Purpose:
Previous research suggests that proliferation of the idiopathic epiretinal membrane (IERM) is related to microbreaks in the inner limiting membrane, which are caused by posterior vitreous detachment. In this study, we used optical coherence tomography angiography to determine whether a vascular defect in the inner retina is present before the mechanical damage caused by posterior vitreous detachment.
Methods:
For patients with unilateral IERM (N = 23), optical coherence tomography angiography with blood flow measurement was performed in both eyes at the superficial capillary plexuses (SCP) and deep capillary plexuses (DCP) with 6 mm × 6-mm scans and ETDRS grids centered on the fixation point. These values were then compared with 45 healthy control eyes (CEs).
Results:
The optical coherence tomography angiography data showed that blood flow was lower in the fellow eyes of IERM patients than in CEs when the whole enface macula (SCP: P = 0.031, DCP: P = 0.004) and extramacular area (SCP: P = 0.048, DCP: P = 0.026) were compared between groups. The blood flow was also lower in the affected eyes compared with CEs in both whole en face macula (SCP: P < 0.001, DCP: P < 0.001) and extramacular areas (SCP: P = 0.011, DCP: P < 0.001).
Conclusion:
Data from this study revealed that blood flow is significantly reduced in the fellow eyes of patients with unilateral IERM when compared with CEs.
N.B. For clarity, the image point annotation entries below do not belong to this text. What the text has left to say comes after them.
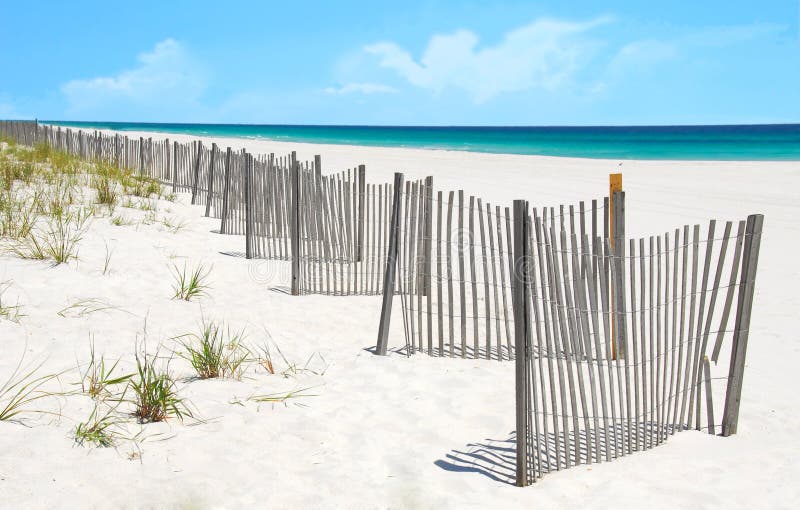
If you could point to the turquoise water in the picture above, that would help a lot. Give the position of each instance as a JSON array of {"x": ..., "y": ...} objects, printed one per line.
[{"x": 774, "y": 142}]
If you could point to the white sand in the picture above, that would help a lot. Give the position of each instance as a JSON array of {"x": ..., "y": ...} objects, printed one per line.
[{"x": 381, "y": 431}]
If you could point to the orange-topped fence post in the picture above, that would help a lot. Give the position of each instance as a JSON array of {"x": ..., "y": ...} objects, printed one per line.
[{"x": 616, "y": 229}]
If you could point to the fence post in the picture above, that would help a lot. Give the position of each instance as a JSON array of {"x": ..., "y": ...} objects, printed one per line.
[
  {"x": 226, "y": 186},
  {"x": 248, "y": 218},
  {"x": 196, "y": 172},
  {"x": 617, "y": 241},
  {"x": 141, "y": 156},
  {"x": 390, "y": 273},
  {"x": 210, "y": 193},
  {"x": 362, "y": 178},
  {"x": 150, "y": 162},
  {"x": 295, "y": 229},
  {"x": 519, "y": 296},
  {"x": 741, "y": 331}
]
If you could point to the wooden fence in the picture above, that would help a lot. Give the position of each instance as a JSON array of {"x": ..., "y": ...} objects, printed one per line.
[
  {"x": 588, "y": 393},
  {"x": 334, "y": 228},
  {"x": 618, "y": 343}
]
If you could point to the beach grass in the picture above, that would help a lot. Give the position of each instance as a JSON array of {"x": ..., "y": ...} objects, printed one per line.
[
  {"x": 155, "y": 393},
  {"x": 98, "y": 429},
  {"x": 8, "y": 312},
  {"x": 217, "y": 351},
  {"x": 190, "y": 284},
  {"x": 22, "y": 388},
  {"x": 98, "y": 378}
]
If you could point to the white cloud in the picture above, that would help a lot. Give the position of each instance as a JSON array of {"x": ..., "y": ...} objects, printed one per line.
[
  {"x": 361, "y": 88},
  {"x": 642, "y": 54},
  {"x": 164, "y": 79},
  {"x": 9, "y": 111},
  {"x": 544, "y": 54}
]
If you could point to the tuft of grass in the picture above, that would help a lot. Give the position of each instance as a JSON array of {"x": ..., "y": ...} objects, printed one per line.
[
  {"x": 155, "y": 394},
  {"x": 22, "y": 388},
  {"x": 106, "y": 189},
  {"x": 107, "y": 260},
  {"x": 172, "y": 225},
  {"x": 190, "y": 284},
  {"x": 57, "y": 240},
  {"x": 97, "y": 429},
  {"x": 216, "y": 351},
  {"x": 98, "y": 378},
  {"x": 8, "y": 312},
  {"x": 18, "y": 214},
  {"x": 120, "y": 220}
]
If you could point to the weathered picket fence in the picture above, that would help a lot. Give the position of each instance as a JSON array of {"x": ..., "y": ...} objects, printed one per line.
[
  {"x": 618, "y": 343},
  {"x": 334, "y": 228}
]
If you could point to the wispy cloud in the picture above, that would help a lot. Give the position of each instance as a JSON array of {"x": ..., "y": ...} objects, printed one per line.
[
  {"x": 164, "y": 78},
  {"x": 361, "y": 88},
  {"x": 543, "y": 54}
]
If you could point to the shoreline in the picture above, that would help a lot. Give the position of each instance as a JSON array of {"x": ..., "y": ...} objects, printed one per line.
[
  {"x": 262, "y": 139},
  {"x": 675, "y": 189}
]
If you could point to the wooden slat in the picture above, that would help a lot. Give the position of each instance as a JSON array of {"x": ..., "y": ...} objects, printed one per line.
[
  {"x": 726, "y": 310},
  {"x": 487, "y": 301}
]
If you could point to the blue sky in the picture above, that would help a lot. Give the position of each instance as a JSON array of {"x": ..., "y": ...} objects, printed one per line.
[{"x": 403, "y": 63}]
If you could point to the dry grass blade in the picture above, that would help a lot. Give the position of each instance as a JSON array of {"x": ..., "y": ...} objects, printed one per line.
[
  {"x": 22, "y": 388},
  {"x": 84, "y": 307},
  {"x": 282, "y": 397}
]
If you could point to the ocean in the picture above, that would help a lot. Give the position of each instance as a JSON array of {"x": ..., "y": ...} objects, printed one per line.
[{"x": 771, "y": 142}]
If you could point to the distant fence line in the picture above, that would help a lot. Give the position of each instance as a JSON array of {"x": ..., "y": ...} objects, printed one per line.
[
  {"x": 332, "y": 227},
  {"x": 613, "y": 339}
]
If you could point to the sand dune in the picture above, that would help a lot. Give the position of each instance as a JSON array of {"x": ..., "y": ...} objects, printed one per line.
[{"x": 379, "y": 432}]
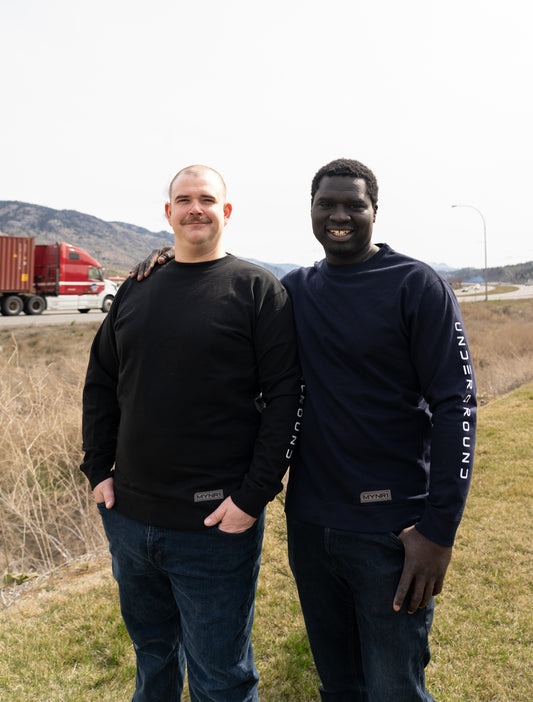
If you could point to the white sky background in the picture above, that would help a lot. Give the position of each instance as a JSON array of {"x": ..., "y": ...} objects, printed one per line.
[{"x": 104, "y": 101}]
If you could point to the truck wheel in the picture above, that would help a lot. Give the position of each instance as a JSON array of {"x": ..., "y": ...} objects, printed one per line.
[
  {"x": 106, "y": 304},
  {"x": 11, "y": 305},
  {"x": 34, "y": 305}
]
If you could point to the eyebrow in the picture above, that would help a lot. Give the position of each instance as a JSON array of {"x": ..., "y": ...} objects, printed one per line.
[{"x": 185, "y": 196}]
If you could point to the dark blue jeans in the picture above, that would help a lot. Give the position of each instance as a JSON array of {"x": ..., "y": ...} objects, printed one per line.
[
  {"x": 364, "y": 651},
  {"x": 187, "y": 597}
]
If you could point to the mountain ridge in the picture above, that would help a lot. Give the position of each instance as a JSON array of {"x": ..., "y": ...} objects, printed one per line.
[{"x": 118, "y": 246}]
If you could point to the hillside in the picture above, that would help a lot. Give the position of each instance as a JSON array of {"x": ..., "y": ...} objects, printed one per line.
[{"x": 116, "y": 245}]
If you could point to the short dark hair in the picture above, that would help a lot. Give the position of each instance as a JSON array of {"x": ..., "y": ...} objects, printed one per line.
[{"x": 348, "y": 167}]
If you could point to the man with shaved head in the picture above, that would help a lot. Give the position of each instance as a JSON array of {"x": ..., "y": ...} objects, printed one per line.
[{"x": 190, "y": 404}]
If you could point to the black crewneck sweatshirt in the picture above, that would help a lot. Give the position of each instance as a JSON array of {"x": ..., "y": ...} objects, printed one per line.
[{"x": 170, "y": 397}]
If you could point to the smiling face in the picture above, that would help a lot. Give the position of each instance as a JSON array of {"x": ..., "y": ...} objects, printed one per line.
[
  {"x": 198, "y": 213},
  {"x": 343, "y": 218}
]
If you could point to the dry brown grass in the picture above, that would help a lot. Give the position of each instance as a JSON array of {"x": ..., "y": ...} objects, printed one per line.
[
  {"x": 45, "y": 515},
  {"x": 501, "y": 341},
  {"x": 43, "y": 496}
]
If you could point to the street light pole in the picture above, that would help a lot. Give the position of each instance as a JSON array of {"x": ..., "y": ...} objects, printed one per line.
[{"x": 484, "y": 242}]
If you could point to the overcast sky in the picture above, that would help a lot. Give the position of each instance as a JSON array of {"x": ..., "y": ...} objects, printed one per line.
[{"x": 104, "y": 100}]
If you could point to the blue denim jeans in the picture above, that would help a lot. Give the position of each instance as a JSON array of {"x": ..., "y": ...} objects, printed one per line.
[
  {"x": 187, "y": 598},
  {"x": 364, "y": 651}
]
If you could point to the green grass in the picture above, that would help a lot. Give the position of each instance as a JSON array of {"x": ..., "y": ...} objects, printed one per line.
[{"x": 65, "y": 641}]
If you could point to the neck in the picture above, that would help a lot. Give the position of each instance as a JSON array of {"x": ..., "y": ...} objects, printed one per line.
[
  {"x": 363, "y": 256},
  {"x": 198, "y": 254}
]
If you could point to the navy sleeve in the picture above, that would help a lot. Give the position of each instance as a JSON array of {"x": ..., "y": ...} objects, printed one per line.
[{"x": 442, "y": 357}]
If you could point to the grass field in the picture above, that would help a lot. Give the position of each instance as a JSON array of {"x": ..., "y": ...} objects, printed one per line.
[{"x": 61, "y": 634}]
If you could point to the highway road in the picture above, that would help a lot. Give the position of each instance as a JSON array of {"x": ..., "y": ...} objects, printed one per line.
[
  {"x": 476, "y": 293},
  {"x": 47, "y": 318},
  {"x": 97, "y": 317}
]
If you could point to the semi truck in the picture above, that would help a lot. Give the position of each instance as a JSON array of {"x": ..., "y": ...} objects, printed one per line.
[{"x": 37, "y": 277}]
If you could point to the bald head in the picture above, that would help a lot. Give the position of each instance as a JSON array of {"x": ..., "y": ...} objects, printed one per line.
[{"x": 199, "y": 171}]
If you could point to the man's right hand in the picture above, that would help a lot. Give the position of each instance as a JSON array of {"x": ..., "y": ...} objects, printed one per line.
[
  {"x": 104, "y": 492},
  {"x": 160, "y": 256}
]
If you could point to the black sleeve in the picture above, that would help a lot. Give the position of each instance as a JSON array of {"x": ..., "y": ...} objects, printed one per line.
[{"x": 280, "y": 379}]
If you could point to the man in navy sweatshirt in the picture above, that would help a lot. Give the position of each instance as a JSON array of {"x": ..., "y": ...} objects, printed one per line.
[
  {"x": 379, "y": 481},
  {"x": 378, "y": 486}
]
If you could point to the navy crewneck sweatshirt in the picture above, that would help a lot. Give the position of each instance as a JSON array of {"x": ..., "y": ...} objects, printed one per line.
[{"x": 387, "y": 438}]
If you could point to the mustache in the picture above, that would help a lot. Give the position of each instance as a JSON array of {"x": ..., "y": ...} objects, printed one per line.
[{"x": 195, "y": 220}]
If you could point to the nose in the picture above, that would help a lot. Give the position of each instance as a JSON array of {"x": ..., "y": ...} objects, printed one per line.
[
  {"x": 195, "y": 207},
  {"x": 339, "y": 214}
]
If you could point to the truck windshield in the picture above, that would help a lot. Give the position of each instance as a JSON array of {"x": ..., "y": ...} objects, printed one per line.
[{"x": 95, "y": 273}]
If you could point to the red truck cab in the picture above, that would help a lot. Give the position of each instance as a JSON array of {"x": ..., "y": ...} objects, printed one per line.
[{"x": 63, "y": 269}]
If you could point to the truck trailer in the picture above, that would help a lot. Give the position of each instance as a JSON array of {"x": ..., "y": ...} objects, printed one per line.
[{"x": 38, "y": 277}]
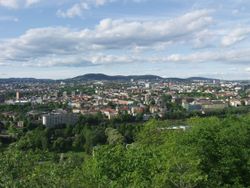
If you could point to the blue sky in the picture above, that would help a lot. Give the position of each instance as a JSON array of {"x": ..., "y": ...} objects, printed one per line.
[{"x": 170, "y": 38}]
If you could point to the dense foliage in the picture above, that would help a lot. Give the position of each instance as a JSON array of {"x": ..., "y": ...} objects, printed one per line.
[{"x": 209, "y": 152}]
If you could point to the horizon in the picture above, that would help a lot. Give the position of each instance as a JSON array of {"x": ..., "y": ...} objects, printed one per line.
[
  {"x": 116, "y": 75},
  {"x": 168, "y": 38}
]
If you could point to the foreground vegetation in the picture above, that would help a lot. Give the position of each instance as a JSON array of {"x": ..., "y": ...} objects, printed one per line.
[{"x": 211, "y": 152}]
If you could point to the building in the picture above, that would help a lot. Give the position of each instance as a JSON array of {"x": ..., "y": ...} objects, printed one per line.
[
  {"x": 17, "y": 96},
  {"x": 56, "y": 119},
  {"x": 2, "y": 99}
]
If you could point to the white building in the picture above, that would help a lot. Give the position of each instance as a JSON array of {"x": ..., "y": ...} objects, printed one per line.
[{"x": 55, "y": 119}]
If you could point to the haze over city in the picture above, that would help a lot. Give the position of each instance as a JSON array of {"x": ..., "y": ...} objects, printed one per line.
[{"x": 169, "y": 38}]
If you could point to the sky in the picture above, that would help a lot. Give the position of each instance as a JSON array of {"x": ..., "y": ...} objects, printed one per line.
[{"x": 170, "y": 38}]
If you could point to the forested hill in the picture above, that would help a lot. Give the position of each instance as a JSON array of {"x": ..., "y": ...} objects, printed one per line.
[
  {"x": 103, "y": 77},
  {"x": 209, "y": 152},
  {"x": 115, "y": 78}
]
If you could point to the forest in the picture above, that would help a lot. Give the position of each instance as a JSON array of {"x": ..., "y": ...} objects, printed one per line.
[{"x": 208, "y": 152}]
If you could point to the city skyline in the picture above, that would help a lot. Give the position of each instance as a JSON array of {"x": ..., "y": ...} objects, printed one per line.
[{"x": 169, "y": 38}]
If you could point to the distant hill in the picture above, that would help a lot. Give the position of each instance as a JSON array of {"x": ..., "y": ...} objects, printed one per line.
[
  {"x": 104, "y": 77},
  {"x": 25, "y": 80},
  {"x": 201, "y": 78},
  {"x": 100, "y": 77}
]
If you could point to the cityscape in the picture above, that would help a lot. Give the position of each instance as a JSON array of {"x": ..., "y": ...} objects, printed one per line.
[
  {"x": 141, "y": 97},
  {"x": 124, "y": 93}
]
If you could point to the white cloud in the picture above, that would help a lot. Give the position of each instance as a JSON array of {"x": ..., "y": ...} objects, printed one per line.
[
  {"x": 8, "y": 18},
  {"x": 235, "y": 36},
  {"x": 59, "y": 46},
  {"x": 77, "y": 9},
  {"x": 14, "y": 4}
]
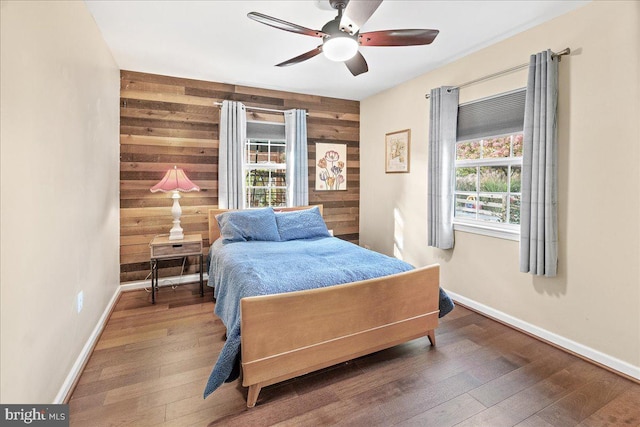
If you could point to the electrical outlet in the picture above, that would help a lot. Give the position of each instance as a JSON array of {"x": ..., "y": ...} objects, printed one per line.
[{"x": 79, "y": 301}]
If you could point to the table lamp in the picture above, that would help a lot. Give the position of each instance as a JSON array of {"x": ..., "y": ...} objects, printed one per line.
[{"x": 175, "y": 180}]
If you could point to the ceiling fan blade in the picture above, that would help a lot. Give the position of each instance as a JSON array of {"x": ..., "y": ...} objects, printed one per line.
[
  {"x": 284, "y": 25},
  {"x": 397, "y": 37},
  {"x": 357, "y": 65},
  {"x": 300, "y": 58},
  {"x": 356, "y": 14}
]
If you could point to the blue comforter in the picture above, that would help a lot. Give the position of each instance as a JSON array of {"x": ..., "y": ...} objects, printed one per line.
[{"x": 244, "y": 269}]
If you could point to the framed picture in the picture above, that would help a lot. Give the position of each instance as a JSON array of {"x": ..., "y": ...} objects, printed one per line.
[
  {"x": 331, "y": 167},
  {"x": 397, "y": 151}
]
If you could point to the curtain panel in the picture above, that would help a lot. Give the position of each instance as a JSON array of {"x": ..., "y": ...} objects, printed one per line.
[
  {"x": 297, "y": 172},
  {"x": 233, "y": 132},
  {"x": 443, "y": 120},
  {"x": 538, "y": 212}
]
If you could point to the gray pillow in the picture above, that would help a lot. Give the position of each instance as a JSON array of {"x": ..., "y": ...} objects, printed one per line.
[
  {"x": 302, "y": 224},
  {"x": 250, "y": 224}
]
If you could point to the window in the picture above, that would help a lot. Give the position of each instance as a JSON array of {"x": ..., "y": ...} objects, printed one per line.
[
  {"x": 265, "y": 173},
  {"x": 488, "y": 165},
  {"x": 265, "y": 165}
]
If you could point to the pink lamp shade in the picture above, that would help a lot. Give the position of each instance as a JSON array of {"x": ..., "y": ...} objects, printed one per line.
[{"x": 175, "y": 180}]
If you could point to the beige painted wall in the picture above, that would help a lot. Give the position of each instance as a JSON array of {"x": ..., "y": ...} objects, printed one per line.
[
  {"x": 59, "y": 192},
  {"x": 595, "y": 300}
]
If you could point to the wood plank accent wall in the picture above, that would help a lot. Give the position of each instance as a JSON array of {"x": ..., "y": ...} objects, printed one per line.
[{"x": 167, "y": 121}]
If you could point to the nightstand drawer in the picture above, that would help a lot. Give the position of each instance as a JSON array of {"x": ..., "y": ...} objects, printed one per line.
[{"x": 176, "y": 249}]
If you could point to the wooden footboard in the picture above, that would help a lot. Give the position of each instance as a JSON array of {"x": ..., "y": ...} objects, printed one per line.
[{"x": 288, "y": 335}]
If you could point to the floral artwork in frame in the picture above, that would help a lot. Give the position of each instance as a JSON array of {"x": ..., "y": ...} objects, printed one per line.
[
  {"x": 397, "y": 151},
  {"x": 331, "y": 167}
]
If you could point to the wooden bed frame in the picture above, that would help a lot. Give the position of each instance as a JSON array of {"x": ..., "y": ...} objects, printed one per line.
[{"x": 287, "y": 335}]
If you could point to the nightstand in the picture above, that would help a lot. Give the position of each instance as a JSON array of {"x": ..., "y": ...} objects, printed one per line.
[{"x": 163, "y": 248}]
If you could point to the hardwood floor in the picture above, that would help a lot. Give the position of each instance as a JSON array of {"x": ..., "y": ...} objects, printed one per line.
[{"x": 151, "y": 363}]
Overall, the data suggest that a vascular retinal defect could produce changes in the inner retina, preceding and influencing the formation of microbreaks occurring at the time of posterior vitreous detachment in the inner limiting membrane. Understanding the upstream mechanism of inner limiting membrane microbreaks may provide a therapeutic target aimed to ultimately prevent Müller cells, astrocyte, and fibroblast migration, which cause IERM proliferation.